Thursday, February 17, 2011

Anti social networking


The important thing is not to feel anything out of the public eye.

I kind of, totally hate facebook. But I’m on there for a reason. And I don’t mean there’s a reason I go to the site, rather there’s a reason I don’t give in to any of my frequent whims to delete my account and never look back. Although ‘whim’ sounds a little too pleasant, it’s more like an anti-whim of disgust, not a whimsical whim of delight.

I may not like that voyeuristic blackhole, but it’s such a significant part of our culture that I have to understand it.
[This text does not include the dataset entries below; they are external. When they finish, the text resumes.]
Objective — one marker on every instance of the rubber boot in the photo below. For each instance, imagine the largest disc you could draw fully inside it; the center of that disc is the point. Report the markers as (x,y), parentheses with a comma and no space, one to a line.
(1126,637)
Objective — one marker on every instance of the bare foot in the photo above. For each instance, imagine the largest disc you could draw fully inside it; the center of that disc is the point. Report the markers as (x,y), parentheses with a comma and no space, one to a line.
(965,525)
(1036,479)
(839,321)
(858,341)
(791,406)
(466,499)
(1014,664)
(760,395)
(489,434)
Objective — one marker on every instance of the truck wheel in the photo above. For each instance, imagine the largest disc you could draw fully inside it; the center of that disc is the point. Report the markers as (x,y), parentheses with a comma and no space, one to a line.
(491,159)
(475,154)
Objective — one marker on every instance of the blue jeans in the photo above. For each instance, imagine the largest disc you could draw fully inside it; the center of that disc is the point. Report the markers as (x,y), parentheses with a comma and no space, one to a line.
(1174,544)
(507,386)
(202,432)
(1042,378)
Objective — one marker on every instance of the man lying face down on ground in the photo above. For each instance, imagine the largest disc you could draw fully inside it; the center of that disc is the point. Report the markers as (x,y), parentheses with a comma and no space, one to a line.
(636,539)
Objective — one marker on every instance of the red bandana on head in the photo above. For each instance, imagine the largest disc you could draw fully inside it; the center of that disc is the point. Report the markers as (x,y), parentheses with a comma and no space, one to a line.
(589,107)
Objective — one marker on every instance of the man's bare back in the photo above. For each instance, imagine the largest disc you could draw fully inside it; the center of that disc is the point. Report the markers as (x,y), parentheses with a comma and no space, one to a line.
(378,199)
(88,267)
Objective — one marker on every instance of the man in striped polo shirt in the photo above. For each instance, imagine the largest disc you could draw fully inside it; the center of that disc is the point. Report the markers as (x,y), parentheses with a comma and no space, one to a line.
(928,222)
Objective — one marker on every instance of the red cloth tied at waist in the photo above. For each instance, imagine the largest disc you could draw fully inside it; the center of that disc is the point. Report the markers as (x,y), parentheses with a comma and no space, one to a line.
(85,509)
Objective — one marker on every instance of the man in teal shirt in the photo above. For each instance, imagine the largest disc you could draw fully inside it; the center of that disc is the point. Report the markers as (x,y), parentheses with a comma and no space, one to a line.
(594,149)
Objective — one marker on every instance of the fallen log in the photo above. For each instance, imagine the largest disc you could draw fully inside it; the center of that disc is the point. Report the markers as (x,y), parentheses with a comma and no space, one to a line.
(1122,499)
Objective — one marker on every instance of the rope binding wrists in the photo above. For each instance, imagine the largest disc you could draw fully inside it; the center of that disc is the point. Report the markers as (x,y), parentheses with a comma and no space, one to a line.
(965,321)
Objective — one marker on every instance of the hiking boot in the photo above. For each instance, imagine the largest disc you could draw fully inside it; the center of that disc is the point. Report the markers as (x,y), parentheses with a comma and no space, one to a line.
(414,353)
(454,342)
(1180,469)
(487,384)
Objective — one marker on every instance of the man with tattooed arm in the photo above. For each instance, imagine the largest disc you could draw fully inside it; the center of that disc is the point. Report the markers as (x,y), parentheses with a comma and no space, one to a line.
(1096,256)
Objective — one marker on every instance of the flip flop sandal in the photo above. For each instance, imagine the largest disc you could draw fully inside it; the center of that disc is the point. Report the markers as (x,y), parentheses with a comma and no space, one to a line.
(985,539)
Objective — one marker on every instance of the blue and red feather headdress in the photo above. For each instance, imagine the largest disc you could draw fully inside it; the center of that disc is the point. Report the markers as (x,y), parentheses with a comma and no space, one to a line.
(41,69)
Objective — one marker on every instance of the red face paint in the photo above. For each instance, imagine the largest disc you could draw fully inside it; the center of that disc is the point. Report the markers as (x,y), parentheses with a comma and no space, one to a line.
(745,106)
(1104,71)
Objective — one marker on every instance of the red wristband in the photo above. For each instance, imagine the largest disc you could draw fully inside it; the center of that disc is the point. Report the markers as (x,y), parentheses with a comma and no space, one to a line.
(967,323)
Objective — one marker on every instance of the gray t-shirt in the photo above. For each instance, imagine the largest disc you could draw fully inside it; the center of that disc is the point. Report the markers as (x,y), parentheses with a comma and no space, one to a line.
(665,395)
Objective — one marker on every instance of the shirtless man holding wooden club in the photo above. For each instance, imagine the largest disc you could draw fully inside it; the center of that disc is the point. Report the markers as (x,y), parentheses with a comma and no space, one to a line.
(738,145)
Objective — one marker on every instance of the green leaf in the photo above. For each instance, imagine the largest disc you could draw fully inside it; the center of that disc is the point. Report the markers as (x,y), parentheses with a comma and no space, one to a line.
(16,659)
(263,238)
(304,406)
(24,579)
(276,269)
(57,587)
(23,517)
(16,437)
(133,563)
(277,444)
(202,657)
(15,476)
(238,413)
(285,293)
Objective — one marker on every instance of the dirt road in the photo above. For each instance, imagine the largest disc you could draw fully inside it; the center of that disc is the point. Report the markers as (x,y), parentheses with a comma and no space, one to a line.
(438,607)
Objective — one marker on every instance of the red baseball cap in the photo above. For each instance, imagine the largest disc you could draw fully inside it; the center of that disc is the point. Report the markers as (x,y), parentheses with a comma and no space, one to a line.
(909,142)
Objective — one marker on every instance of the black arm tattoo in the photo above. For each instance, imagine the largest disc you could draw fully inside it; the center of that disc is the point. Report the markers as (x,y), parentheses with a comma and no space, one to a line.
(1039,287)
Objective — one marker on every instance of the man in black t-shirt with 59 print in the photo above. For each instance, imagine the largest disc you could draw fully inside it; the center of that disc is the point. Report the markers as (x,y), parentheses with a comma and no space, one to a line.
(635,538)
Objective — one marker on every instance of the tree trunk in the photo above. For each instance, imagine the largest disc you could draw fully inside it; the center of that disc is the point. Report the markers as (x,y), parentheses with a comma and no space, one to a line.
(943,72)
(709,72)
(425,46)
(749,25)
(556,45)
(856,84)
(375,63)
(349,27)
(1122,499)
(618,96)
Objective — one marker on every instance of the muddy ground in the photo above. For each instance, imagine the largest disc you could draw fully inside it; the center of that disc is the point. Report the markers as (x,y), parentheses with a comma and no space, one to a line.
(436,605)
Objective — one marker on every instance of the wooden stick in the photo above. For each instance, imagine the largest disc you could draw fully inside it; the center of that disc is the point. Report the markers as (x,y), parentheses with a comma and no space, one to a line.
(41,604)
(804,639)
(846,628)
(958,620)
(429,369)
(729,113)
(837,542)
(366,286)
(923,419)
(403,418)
The annoying part is that unlike my twitter and tumblr accounts, I can’t base my facebook account on something that interests or amuses me (in fact, I’m mostly able to enjoy twitter because my personal account is limited to people I’m genuinely interested in, while my considerably more popular non-personal account is all about a topic I’m personally--not professionally--interested in).

The first reason I hate facebook is that it entangles you with people you don’t even care about. I was looking recently at the “people you may know” and there were a few people listed who I thought I was friends with (bullshit facebook friends, I mean, not actual friends). But still there’s a twinge of rejection, and as I sat there thinking, Wait, wait, you assholes actually unfriended me? And I don’t know that, maybe I never added them. But I wondered, WHY DO I CARE? These are people who live in other parts of the country and I wouldn’t even call if I were visiting the towns where they live. And yet I let this annoying technology keep them in the periphery of my life when in reality, I should already be struggling to remember their names.

The second reason is the oversharing. It’s something we joke about as though it’s an unstoppable force, but the way that the entire concept of privacy is disappearing from our lives? That’s not an earthquake or a tidal wave, we are 100% responsible for it. But I understand, I don’t want to be the one who comments, “People you went to camp with when you were 11 don’t want to hear your emotionally raw breakdowns. You just made me uncomfortable.” I’m not even going to say the worst thing that someone on my friends’ list ever posted--I’ll just say it was a photo that was so inappropriate, honestly, it would make you uncomfortable just reading about it (that should establish that it wasn’t about nudity or even sexual in nature, right?).